Six normal volunteers (5 men), all nonsmokers, were investigated
[mean age 40 yr (range 24-61 yr); see Table
1 for details]. None had evidence of
liver or kidney disease, diabetes mellitus, or nutritional
abnormalities (mean body mass index 25.9, range 22.9-28.4), and
none took regular medication. Each volunteer had fasted for 12 h
overnight before commencement of the protocol. After a baseline breath
sample was obtained, all the volunteers simultaneously drank a liquid
protein-calorie meal in the form of the dietary supplement
(time 0 on Figs.
1 and 2)
Fortisip (Nutricia, Zoetermeer, The Netherlands) over a period of 5 min. Fortisip, a commercial dietary supplement containing casein
protein, sugars, fat (90% unsaturated), vitamins, and trace elements,
is designed to provide all requirements.
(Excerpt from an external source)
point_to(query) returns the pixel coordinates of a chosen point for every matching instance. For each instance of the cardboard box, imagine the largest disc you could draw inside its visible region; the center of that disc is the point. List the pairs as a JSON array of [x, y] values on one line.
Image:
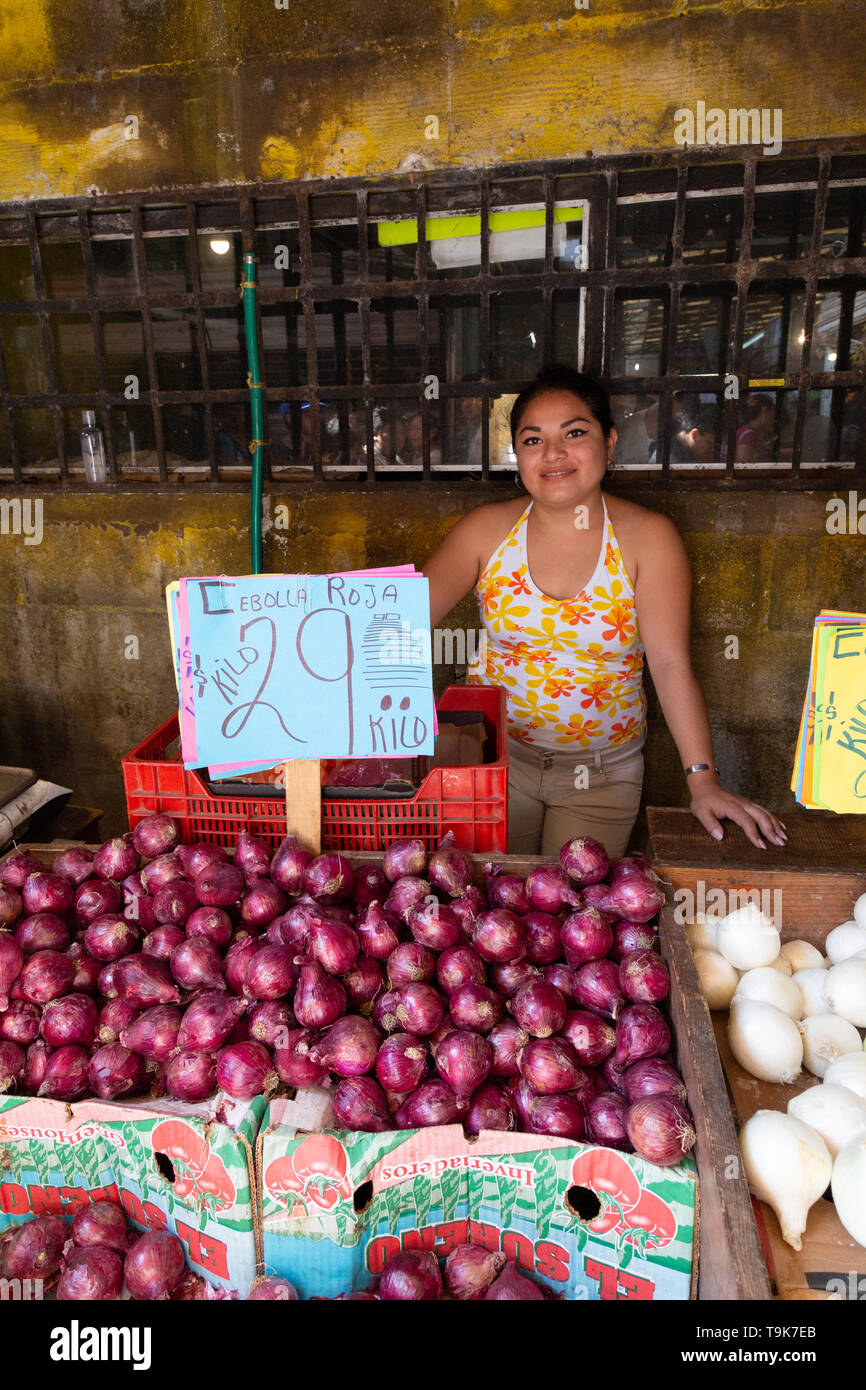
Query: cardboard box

Six to eight hundred
milliliters were consumed according to body weight, providing
30-40 g of protein (0.47 ± 0.02 g/kg, equivalent to a
substantial protein meal) and 900-1,200 kcal, of which 48% was
carbohydrate, 40% fat, and the rest protein. Breath samples were then
taken at 20, 40, and 60 min and subsequently hourly until 6 h
postprandial. Subjects gave informed consent, and the project had been
approved by the local ethics committee.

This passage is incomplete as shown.